Two supernumerary subunits are part of the mitochondrial F₁, namely ε and the so-called inhibitor protein (IF₁). Bovine ε is different with its bacterial homonym; it is a 5.7-kDa protein, whereas that of E. coli is 15 kDa in size (Table 1 and Fig. 2). Bovine ε stabilizes the structure of the central stalk by interacting with the globular part of γ (Figs. 2, 3, and 4). Closely interacting with ε, bovine subunit δ has a similar structure to that of its homologous E. coli ε. However, neither bovine δ or ε subunits inhibit the ATPase activity of bovine F₁F₀; together, they form a compact and noninhibitory structure at the central stalk, in contrast to the flexible structure of E. coli ε (Fig. 2) [20]. The bovine and E. coli δ subunits also correspond to different proteins. E. coli δ does not form part of the central stalk as the bovine δ does (Table 1, Fig. 2). E. coli δ is the connection between the “tip” of the F₁ subunit α and the “top” of the peripheral second stalk (reviewed in [7]). It is homologous to bovine oligomycin sensitivity conferring protein (OSCP) which also interacts with subunits of the second stalk (see Fig. 4, and [17, 36–38]). As mentioned above, the connection between E. coli δ and α subunits has been resolved by NMR [16].

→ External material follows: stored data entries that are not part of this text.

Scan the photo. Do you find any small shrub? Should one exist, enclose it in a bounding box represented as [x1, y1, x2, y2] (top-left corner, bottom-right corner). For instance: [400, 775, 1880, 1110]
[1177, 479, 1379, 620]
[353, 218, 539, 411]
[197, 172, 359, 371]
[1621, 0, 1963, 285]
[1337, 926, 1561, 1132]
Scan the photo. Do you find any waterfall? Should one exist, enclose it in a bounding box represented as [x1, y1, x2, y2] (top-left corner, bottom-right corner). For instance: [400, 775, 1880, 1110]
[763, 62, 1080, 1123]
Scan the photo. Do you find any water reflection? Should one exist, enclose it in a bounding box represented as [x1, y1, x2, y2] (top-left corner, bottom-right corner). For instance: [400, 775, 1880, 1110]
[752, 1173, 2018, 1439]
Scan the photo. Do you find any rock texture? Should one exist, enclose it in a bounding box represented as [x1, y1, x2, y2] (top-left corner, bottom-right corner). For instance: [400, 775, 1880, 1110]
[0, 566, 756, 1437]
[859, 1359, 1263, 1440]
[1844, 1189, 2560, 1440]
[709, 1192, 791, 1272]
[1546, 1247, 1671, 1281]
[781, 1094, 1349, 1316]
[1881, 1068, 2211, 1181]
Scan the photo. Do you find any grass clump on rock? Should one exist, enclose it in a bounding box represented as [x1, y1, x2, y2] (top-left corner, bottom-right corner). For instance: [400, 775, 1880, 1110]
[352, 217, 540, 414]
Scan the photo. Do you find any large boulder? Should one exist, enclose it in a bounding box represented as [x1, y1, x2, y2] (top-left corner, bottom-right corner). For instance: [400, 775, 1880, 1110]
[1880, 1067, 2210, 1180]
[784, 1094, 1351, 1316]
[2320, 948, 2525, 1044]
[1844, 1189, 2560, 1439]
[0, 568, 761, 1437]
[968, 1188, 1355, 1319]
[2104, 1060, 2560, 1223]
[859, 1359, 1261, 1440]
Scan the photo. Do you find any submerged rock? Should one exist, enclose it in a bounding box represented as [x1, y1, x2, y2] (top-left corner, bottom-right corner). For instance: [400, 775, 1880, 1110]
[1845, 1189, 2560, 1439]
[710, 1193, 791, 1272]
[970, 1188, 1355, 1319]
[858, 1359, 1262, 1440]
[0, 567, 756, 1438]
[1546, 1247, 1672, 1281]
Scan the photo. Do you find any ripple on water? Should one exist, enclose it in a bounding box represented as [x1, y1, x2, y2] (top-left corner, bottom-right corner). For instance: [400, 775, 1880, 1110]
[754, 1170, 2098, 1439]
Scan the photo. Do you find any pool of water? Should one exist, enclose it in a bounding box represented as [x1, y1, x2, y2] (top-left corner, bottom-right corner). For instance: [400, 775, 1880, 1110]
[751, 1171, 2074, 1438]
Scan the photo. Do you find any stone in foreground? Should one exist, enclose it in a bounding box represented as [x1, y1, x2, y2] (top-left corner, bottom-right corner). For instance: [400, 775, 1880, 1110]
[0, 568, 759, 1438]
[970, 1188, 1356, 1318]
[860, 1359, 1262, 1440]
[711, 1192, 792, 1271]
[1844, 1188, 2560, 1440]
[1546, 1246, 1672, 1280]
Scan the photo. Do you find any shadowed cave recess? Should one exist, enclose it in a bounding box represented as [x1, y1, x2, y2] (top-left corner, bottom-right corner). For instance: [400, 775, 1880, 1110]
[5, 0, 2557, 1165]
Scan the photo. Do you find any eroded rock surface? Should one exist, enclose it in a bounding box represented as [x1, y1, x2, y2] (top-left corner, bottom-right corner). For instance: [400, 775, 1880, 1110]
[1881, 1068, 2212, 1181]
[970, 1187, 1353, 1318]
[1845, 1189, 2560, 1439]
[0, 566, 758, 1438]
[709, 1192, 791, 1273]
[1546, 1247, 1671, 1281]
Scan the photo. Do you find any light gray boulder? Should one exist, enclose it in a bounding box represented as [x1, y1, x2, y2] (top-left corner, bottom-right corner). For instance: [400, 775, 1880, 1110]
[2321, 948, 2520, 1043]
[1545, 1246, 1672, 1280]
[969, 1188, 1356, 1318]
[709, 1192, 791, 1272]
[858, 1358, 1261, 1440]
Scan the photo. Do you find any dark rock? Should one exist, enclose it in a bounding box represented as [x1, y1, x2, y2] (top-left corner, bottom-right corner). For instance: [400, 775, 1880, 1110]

Fig. 3 — Model and crystal structures of the F₁–IF₁ complex from bovine heart mitochondria. *Top three panels*, our model: we positioned the IF₁ N-terminal domain at an entrance-binding site (α_E–β_E interface) at about 12-Å cross-linking distance from γ and ε subunits as we found [44]. From the side (*left* and *right*) and “bottom” (*center*) views, it was clearly shown and proposed for the first time that IF₁ is close enough to the rotor of the enzyme to block gyration of the central stalk as part of its inhibitory mechanism [44]. *Bottom panels*, the crystal structure from the F₁–IF₁ crystal with a nondimerizing fragment of IF₁ [21]: the same IF₁ N-terminal side was resolved and observed actually bound to the γ subunit at an α_DP–β_DP interface [21, 22]. The *top structure* depicts the entrance site of IF₁, whereas the *bottom structure* shows the final inhibited structure where IF₁ is locked into the same α_E–β_E interface that became α_DP–β_DP after two counterclockwise 120° gyration steps (shift from *top* to *bottom panels*). IF₁ therefore inhibits rotation of the central stalk and the opening and closing conformational changes of a single catalytic interface

Fig. 4 — Model of the dimeric-mitochondrial ATP synthase: possible localization of the IF₁ protein and its movements to allow rotation of the central stalk during ATP synthesis. The model depicts the overall shape of the dimeric ATP synthase molecule that we observed for the bovine mitochondrial enzyme [54]. The dimeric interface involves F₀ subunits (e and g) and two protein bridges, one at the F₀–F₀ side of unknown composition (*question mark*) and another at the F₁–F₁ interface where the second stalks (not shown for clarity) and the IF₁ protein (*red*) are likely to be located. The C-terminal side of the IF₁ molecule is assumed to cross the dimer interface and to stabilize the dimer by interacting with subunits OSCP [65] and possibly subunits of the second stalk. The N-terminal inhibitory domain that in the absence of the proton gradient blocks rotation of the central stalk by entering at an α–β–γ interface (Fig. 2) is removed from this position and exposed into the media after establishment of a transmembrane proton gradient, thus allowing rotation of the central stalk during ATP synthesis. The F₁ structures were constructed from the bovine F₁-DCCD coordinates available (PDF code 1E79)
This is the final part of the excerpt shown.